Remise en cause du dispositif de soutien au solaire : «Cette information me paraît inconcevable » déplore Daniel Bour

La bombe matutinale à fragmentation photovoltaïque lâchée hier par le journal Les Echos en a laissé plus d’un pantois. Et le mot est faible. D’après une fuite issue du ministère du budget, l’exécutif serait en effet décidé à renégocier les contrats passés avant 2011 garantissant aux producteurs des tarifs jugés bien trop élevés par la Cour des comptes. Pour l’heure, l’incompréhension prédomine. Un appel à une clarification de la ministre est lancé ! Avant l’affrontement ?

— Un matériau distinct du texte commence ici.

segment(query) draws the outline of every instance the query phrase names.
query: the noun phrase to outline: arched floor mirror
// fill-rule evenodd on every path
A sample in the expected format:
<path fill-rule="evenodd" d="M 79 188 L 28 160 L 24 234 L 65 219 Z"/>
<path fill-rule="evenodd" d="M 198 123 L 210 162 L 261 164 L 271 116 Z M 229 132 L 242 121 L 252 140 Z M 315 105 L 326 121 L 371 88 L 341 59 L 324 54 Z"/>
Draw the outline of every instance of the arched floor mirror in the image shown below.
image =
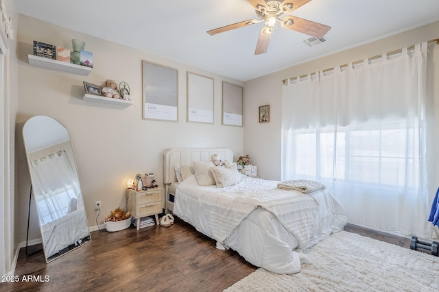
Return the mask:
<path fill-rule="evenodd" d="M 53 118 L 29 118 L 23 137 L 49 263 L 91 240 L 76 163 L 67 129 Z"/>

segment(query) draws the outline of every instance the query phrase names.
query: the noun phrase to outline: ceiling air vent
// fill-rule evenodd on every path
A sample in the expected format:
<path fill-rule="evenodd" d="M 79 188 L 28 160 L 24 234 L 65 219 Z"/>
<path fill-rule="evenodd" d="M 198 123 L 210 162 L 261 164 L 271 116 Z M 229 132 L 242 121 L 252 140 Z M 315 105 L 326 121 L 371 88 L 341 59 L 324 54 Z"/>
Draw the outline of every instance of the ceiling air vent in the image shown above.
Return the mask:
<path fill-rule="evenodd" d="M 318 38 L 313 36 L 312 38 L 309 38 L 307 40 L 305 40 L 303 42 L 305 44 L 307 44 L 308 47 L 313 47 L 313 46 L 316 46 L 316 44 L 321 44 L 322 42 L 326 42 L 327 40 L 328 40 L 328 39 L 325 38 L 324 37 Z"/>

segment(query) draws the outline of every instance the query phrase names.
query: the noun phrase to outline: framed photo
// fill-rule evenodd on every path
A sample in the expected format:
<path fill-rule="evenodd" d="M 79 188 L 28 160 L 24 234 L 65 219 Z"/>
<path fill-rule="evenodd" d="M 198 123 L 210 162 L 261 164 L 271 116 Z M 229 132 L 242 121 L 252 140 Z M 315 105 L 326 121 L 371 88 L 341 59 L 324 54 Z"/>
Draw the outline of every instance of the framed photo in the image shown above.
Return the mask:
<path fill-rule="evenodd" d="M 213 123 L 213 79 L 187 72 L 187 121 Z"/>
<path fill-rule="evenodd" d="M 259 122 L 270 122 L 270 105 L 261 105 L 259 107 Z"/>
<path fill-rule="evenodd" d="M 143 61 L 143 120 L 178 120 L 178 70 Z"/>
<path fill-rule="evenodd" d="M 56 59 L 56 47 L 53 44 L 34 41 L 34 55 L 49 59 Z"/>
<path fill-rule="evenodd" d="M 85 88 L 85 93 L 87 94 L 95 94 L 95 95 L 102 95 L 102 92 L 101 91 L 101 87 L 99 85 L 97 85 L 95 84 L 91 84 L 86 81 L 84 82 L 84 88 Z"/>
<path fill-rule="evenodd" d="M 242 127 L 243 92 L 241 86 L 222 81 L 222 124 Z"/>

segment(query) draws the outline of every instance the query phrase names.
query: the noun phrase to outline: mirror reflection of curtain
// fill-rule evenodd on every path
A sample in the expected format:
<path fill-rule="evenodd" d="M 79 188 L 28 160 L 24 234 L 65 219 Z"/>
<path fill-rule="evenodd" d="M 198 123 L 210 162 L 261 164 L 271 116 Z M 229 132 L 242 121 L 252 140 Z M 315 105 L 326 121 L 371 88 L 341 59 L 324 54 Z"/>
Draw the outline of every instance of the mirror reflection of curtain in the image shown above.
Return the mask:
<path fill-rule="evenodd" d="M 324 183 L 349 222 L 433 238 L 427 222 L 427 43 L 283 87 L 282 179 Z"/>
<path fill-rule="evenodd" d="M 31 161 L 31 168 L 41 225 L 76 210 L 80 189 L 64 151 Z"/>

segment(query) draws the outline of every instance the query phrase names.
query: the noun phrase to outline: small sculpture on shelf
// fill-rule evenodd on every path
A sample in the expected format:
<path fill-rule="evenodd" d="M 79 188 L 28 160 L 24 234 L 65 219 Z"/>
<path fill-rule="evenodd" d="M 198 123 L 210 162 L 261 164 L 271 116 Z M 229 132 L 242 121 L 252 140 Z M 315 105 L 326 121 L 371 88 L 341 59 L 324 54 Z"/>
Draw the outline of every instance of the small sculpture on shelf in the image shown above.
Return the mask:
<path fill-rule="evenodd" d="M 120 98 L 121 96 L 117 90 L 117 84 L 114 80 L 107 79 L 102 86 L 102 95 L 113 98 Z"/>

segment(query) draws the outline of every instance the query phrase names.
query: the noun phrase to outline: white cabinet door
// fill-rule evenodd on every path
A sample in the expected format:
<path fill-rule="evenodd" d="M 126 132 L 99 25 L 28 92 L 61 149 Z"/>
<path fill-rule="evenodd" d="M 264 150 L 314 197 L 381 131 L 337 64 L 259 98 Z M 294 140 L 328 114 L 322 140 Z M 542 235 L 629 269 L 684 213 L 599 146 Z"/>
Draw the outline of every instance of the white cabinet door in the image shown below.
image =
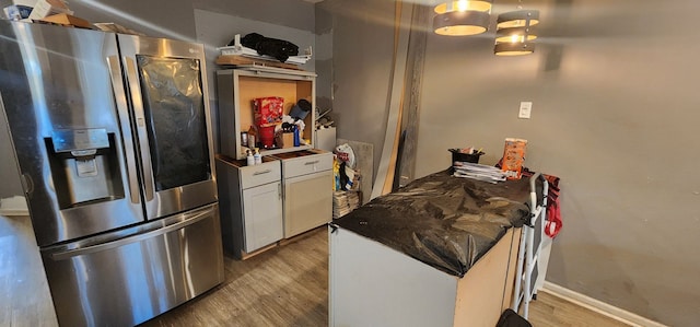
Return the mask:
<path fill-rule="evenodd" d="M 332 219 L 332 171 L 284 179 L 284 237 Z"/>
<path fill-rule="evenodd" d="M 246 253 L 282 240 L 281 184 L 270 183 L 243 190 Z"/>

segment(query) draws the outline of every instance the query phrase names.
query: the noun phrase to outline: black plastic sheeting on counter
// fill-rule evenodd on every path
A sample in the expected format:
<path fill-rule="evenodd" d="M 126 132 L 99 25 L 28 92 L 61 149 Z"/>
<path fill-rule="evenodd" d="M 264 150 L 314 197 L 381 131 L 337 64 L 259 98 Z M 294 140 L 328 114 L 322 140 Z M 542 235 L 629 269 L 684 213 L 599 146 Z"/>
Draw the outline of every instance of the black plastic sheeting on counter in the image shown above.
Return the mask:
<path fill-rule="evenodd" d="M 444 171 L 377 197 L 334 224 L 464 277 L 508 229 L 528 220 L 529 188 L 525 177 L 490 184 Z"/>

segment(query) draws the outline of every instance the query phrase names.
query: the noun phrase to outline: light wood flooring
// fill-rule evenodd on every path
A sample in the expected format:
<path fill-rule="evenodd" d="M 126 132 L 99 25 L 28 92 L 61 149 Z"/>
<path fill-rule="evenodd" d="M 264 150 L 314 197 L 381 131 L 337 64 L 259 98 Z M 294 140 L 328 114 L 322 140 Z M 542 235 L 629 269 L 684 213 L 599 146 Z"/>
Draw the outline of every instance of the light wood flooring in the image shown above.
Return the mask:
<path fill-rule="evenodd" d="M 244 261 L 225 258 L 225 281 L 142 326 L 327 326 L 325 227 Z M 0 217 L 0 326 L 57 326 L 28 218 Z M 627 326 L 545 292 L 536 327 Z"/>

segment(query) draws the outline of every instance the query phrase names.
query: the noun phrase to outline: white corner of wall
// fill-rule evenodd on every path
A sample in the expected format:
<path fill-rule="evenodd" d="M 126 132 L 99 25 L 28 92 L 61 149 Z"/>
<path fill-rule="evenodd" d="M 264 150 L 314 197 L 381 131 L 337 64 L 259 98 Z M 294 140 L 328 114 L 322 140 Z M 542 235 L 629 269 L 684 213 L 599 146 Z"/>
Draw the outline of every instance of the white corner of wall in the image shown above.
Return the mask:
<path fill-rule="evenodd" d="M 558 284 L 553 284 L 548 281 L 545 281 L 545 284 L 541 291 L 547 292 L 551 295 L 561 297 L 576 305 L 581 305 L 587 310 L 594 311 L 596 313 L 608 316 L 612 319 L 616 319 L 620 323 L 623 323 L 630 326 L 668 327 L 664 324 L 651 320 L 638 314 L 625 311 L 611 304 L 605 303 L 599 300 L 595 300 L 593 297 L 586 296 L 584 294 L 569 290 Z"/>
<path fill-rule="evenodd" d="M 0 215 L 30 215 L 24 197 L 14 196 L 0 199 Z"/>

« Cette information me paraît inconcevable : nous n’avons jamais été informés de ce projet de remise en cause de la parole et de la signature de l’Etat. Je demande, au nom de la profession, à la Ministre de la Transition Écologique de nous recevoir dans les plus brefs délais » s’emporte Daniel Bour, Président d’Enerplan. Un rendez-vous en urgence avec Barbara Pompili pour faire le point sur un projet, non démenti à cette heure par le Gouvernement, qui serait inquiétant pour la transition énergétique et la relance économique. Du côté du SER (Syndicat des Energies Renouvelables), personne n’a souhaité réagir pour l’heure à une information pas encore avérée et par trop générale. « Nous étudions la chose pour savoir comment réagir à ce ballon d’essai lancé par Bercy. Nous essayons de démêler la situation, d’y voir clair. Si il y a confirmation, nous réagirons à la hauteur des enjeux » souligne-t-on dans les couloirs du SER.

Un procédé déplorable

Selon Les Echos, Bercy veut renégocier les soutiens octroyés par l’Etat avant 2011 à la production d’énergie photovoltaïque, avec à la clé sans doute des dispositions dans le projet de loi de Finances pour 2021 présenté à la fin du mois. « Notre projet est de revoir à la baisse les tarifs d’achat garantis par EDF pour certains contrats anciens », confirme une source gouvernementale. Le tout pourrait permettre à terme d’économiser jusqu’à 600 millions d’euros en régime de croisière. Arnaud Gossement, avocat spécialisé dans les énergies renouvelables trouve, pour sa part, le procédé de laisser fuiter une telle information via la presse, déplorable. « C’est très inélégant, ce n’est pas une façon de faire. Ils ont préféré tester et sonder les acteurs pour voir comment cela allait réagir plutôt que de réunir les syndicats et d’en parler. Sur la forme, c’est très regrettable et cela porte atteinte à la réputation de la filière, avec sous-jacent et en filigrane, l’idée de montrer que cette filière coûter cher à la collectivité » s’agace l’avocat, par ailleurs administrateur d’Enerplan. Et si certains évoquent une simple rumeur, ils se trompent. « Il n’y a pas de fumée sans feu » confirme un expert du dossier. La source est sûre et la réflexion a été longuement mûrie dans les bureaux du ministère du budget. Comme quoi, les technocrates de Bercy continuent à avoir la dent dure contre le solaire photovoltaïque et ne manqueront pas une occasion pour mettre des bâtons dans les roues à son développement. Cette annonce arrive, qui plus est, quelques semaines avant la publication d’un nouveau projet de loi enté des modifications globales de l’arrêté de 2017 sur le photovoltaïque dans le cadre du plan de relance que le gouvernement désire particulièrement vert. Comme un paradoxe ! Le futur projet de loi devrait donc bousculer la filière une nouvelle fois avec un nouveau phénomène de stop & go, un de plus, un de trop. « Tout cela est d’une grande brutalité » reconnaît Arnaud Gossement.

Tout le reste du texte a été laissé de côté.